I veri "superspaghetti"? Quelli della tradizione


di Michela Carola Speciani
21 Settembre 2012

È partito un progetto di collaborazione che vede coinvolto l'ARC Centre of Excellence in Plant Cell Walls di Adelaide, in Australia, e due università italiane, quella di Bari e quella del Molise, nella progettazione di quelli che vengono chiamati "superspaghetti". I Superspaghetti si pongono come obiettivo il controllo di una serie di patologie particolarmente frequenti, quali il cancro del colon e le patologie cardiache.

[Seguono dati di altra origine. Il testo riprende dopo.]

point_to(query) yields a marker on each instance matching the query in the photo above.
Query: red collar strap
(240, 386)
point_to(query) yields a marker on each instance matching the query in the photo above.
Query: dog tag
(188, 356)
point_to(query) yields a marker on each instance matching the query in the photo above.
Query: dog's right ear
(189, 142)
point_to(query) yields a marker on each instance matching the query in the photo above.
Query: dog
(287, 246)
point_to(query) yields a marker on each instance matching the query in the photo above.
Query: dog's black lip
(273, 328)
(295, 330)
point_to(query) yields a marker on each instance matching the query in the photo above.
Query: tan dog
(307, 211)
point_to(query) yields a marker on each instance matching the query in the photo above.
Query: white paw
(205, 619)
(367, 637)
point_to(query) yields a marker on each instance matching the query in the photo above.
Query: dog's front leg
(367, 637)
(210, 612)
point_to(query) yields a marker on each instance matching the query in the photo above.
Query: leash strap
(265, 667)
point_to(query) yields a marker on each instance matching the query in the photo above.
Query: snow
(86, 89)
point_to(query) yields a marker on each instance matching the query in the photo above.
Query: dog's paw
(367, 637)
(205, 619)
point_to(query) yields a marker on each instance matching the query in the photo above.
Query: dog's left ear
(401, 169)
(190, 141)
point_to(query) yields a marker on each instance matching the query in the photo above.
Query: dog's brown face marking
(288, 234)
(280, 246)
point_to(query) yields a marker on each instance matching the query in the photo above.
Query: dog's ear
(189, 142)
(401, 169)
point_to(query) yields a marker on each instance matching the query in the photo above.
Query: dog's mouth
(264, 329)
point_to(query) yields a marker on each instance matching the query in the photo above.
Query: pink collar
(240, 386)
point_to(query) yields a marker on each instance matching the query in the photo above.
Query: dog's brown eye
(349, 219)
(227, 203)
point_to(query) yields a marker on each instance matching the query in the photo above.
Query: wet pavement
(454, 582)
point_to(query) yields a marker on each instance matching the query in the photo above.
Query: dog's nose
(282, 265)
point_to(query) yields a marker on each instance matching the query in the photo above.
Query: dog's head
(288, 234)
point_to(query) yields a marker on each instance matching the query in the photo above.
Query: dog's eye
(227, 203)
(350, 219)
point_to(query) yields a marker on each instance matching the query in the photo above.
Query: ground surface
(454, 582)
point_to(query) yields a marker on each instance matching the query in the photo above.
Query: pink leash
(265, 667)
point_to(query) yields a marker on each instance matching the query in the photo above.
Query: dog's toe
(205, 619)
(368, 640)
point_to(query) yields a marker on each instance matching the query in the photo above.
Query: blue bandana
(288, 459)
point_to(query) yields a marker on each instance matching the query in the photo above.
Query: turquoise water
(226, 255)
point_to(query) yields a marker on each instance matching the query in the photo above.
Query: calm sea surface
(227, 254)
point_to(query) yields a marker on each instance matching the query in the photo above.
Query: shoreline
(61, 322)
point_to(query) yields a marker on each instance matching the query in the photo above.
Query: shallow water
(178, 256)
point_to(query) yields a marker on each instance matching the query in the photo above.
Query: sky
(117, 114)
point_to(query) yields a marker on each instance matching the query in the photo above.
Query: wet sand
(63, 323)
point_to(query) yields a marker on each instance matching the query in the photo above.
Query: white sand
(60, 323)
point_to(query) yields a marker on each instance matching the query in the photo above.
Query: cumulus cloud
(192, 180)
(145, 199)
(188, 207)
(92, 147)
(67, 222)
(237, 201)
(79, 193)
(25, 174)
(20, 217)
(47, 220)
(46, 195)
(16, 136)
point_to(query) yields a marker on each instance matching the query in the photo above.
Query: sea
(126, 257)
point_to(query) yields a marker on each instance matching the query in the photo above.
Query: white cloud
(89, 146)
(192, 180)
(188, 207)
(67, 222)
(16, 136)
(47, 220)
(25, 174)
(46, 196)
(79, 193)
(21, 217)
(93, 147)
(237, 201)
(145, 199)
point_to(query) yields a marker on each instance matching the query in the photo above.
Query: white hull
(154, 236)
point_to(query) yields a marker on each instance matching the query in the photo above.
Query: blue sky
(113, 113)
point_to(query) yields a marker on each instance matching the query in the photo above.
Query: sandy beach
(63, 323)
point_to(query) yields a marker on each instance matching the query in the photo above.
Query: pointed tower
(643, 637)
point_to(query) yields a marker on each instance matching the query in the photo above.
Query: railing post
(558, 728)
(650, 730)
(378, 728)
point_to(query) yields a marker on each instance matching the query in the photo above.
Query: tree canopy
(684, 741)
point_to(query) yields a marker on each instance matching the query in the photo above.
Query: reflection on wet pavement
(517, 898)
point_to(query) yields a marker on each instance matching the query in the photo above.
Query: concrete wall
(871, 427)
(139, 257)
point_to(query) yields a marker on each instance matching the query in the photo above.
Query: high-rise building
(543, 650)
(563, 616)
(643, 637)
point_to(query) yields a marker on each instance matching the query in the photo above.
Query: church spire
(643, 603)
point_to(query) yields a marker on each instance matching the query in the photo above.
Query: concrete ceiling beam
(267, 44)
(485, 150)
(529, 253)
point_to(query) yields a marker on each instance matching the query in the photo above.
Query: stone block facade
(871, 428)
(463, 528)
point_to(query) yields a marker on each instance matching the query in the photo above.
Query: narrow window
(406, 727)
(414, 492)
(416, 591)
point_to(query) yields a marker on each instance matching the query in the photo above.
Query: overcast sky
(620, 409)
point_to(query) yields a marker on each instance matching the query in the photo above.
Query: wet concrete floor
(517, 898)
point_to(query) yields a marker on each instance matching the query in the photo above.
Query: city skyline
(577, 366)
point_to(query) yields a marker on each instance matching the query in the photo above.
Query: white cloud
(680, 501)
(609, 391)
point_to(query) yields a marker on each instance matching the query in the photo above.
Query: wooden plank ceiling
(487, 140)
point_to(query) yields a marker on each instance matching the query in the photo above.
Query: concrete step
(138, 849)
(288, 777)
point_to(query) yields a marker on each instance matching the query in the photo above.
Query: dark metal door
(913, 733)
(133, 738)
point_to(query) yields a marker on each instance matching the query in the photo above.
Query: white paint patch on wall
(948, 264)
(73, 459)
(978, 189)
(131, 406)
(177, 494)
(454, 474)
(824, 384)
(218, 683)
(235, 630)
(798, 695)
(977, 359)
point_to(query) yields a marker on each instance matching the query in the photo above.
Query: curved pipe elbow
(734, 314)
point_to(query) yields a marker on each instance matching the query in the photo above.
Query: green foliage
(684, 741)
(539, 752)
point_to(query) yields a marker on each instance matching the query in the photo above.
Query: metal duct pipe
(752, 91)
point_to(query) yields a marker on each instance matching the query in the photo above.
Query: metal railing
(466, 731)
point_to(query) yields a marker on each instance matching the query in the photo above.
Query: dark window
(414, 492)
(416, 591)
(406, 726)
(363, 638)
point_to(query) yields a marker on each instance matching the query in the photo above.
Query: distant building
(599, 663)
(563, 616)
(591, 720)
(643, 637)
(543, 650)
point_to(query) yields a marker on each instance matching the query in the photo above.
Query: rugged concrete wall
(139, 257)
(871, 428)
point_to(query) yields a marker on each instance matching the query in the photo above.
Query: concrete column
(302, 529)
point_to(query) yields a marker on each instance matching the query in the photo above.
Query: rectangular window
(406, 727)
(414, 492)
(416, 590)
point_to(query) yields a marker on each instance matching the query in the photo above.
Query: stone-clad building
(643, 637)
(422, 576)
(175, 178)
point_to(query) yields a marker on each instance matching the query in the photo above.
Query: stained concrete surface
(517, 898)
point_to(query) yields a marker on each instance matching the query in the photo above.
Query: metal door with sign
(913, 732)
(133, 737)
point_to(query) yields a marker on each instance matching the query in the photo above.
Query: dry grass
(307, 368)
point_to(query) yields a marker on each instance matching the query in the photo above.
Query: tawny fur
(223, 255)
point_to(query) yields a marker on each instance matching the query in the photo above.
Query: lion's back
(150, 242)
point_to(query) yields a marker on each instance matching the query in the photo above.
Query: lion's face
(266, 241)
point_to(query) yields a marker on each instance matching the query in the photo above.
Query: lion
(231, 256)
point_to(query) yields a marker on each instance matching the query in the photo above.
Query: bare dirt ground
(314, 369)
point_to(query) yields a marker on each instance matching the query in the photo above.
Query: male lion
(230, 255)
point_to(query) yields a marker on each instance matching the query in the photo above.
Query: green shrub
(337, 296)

L'intento è lodevole e suggestivo, e tuttavia sorgono spontanee domande, ad esempio inerenti il futuro prezzo di questo specialissimo alimento. È infatti da considerare il fatto che, se da una parte la ricerca copre ambiti di interesse importante, dall'altra gli spaghetti sono già di per sé un'ottima fonte di carboidrati e possono avere importanti risvolti a livello di cancro del colon e patologia cardiaca nel momento in cui, per esempio, vengano scelti integrali o abbinati ad una buona quota di fibra, antiossidanti e proteine, oltre che a oli crudi e buoni (come tradizione comanda).

Da una parte, un piatto di spaghetti bianco (non integrale), con un sugo ad esempio a base di passata di pomodoro, risulta in un impennata degli zuccheri nel sangue seguita da una ipoglicemia reattiva, con andamento a saliscendi tipico e che alla lunga predispone ad obesità, diabete e anche al cancro e alla patologia cardiaca (sono da tempo ben noti gli effetti dell'impennata di zuccheri nel sangue sui vasi). Dall'altra, un piatto di spaghetti integrali abbinati ad una buona quota proteica (mandorle, pesce, carne...), a grassi buoni (come l'olio extravergine), e ad una parte di fibra (verdura e frutta), limita l'impatto glicemico (e quindi il saliscendi), ha un'azione positiva sul colesterolo buono (quello protettivo per la patologia cardiaca), e, grazie alla fibra, è in grado di prevenire da sé, tra gli altri, il cancro del colon.

Lo sviluppo è sempre cosa gradita, e si dovessero scoprire nuovi metodi di trafilatura o coltivazione in grado di dare nuovo e ulteriore valore alla pasta italiana, sarebbe un vantaggio bello per tutti.

Resti ben chiaro il valore intrinseco di un piatto che ha fatto bene a generazioni antiche, quando ancora, con buon senso e rispetto della propria percezione del bisogno nutrizionale, si sapeva abbinare il cibo in maniera sensata, sana ed efficace all'interno del piatto.